A request is allowed when both checks pass:
wallet.balance > 0   AND   key.spend_so_far < key.max_spend
If either fails → 402 Payment Required with a clear error message.

The wallet

  • Source of truth: a Cloudflare Durable Object holding your balance in micro-dollars.
  • Updated on Stripe webhook (checkout.session.completed) and after every upstream call (debit).
  • Atomic — concurrent requests can’t double-spend.

Per-key caps

Set when you mint a key:
curl https://api.qlaud.ai/v1/keys \
  -H "x-api-key: $QLAUD_MASTER_KEY" \
  -H "content-type: application/json" \
  -d '{"name":"user_42","max_spend_usd":5}'
Internally we store this as max_spend_micros = 5_000_000. On every request, we check SUM(usage_events.cost_micros WHERE key_id = ?) against this cap.
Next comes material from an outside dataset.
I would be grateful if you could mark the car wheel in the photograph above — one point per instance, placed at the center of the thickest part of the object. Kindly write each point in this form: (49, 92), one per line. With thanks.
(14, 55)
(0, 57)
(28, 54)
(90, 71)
The sum is cached in KV for 60s — at scale this is one D1 read per minute per active key.

What “cap” actually means

It’s a lifetime cap on the key, not monthly. We chose lifetime semantics for v1 simplicity:
  • Want monthly resets? Rotate keys monthly (POST /v1/keys once a month per user, store the new one).
  • Want a hard limit per period? Roll your own logic on top — pull /v1/usage with from_ms/to_ms and decide whether to revoke + re-mint.
Period-based caps + auto-rotation are on the roadmap.

The overdraft policy

Pre-flight is cheap (DO read + KV read). The actual upstream cost is only known after the response streams back. So a request that takes the balance from 0.010.01 → -0.49 is allowed to complete; the next request is blocked at 402. This is the same model as OpenAI’s prepaid credits and lets the request finish without abandoning a half-streamed response. Worst case: a few cents of overdraft per stolen-key incident, bounded by the per-key cap.

What happens at the cap

Customer-facing response when a key is over its cap:
{
  "type": "error",
  "error": {
    "type": "authentication_error",
    "message": "this API key has reached its spending cap. Mint a fresh key or raise the cap."
  }
}
HTTP status 402. Forward this to your end-user as “your AI usage limit is reached, [click to upgrade]” or similar.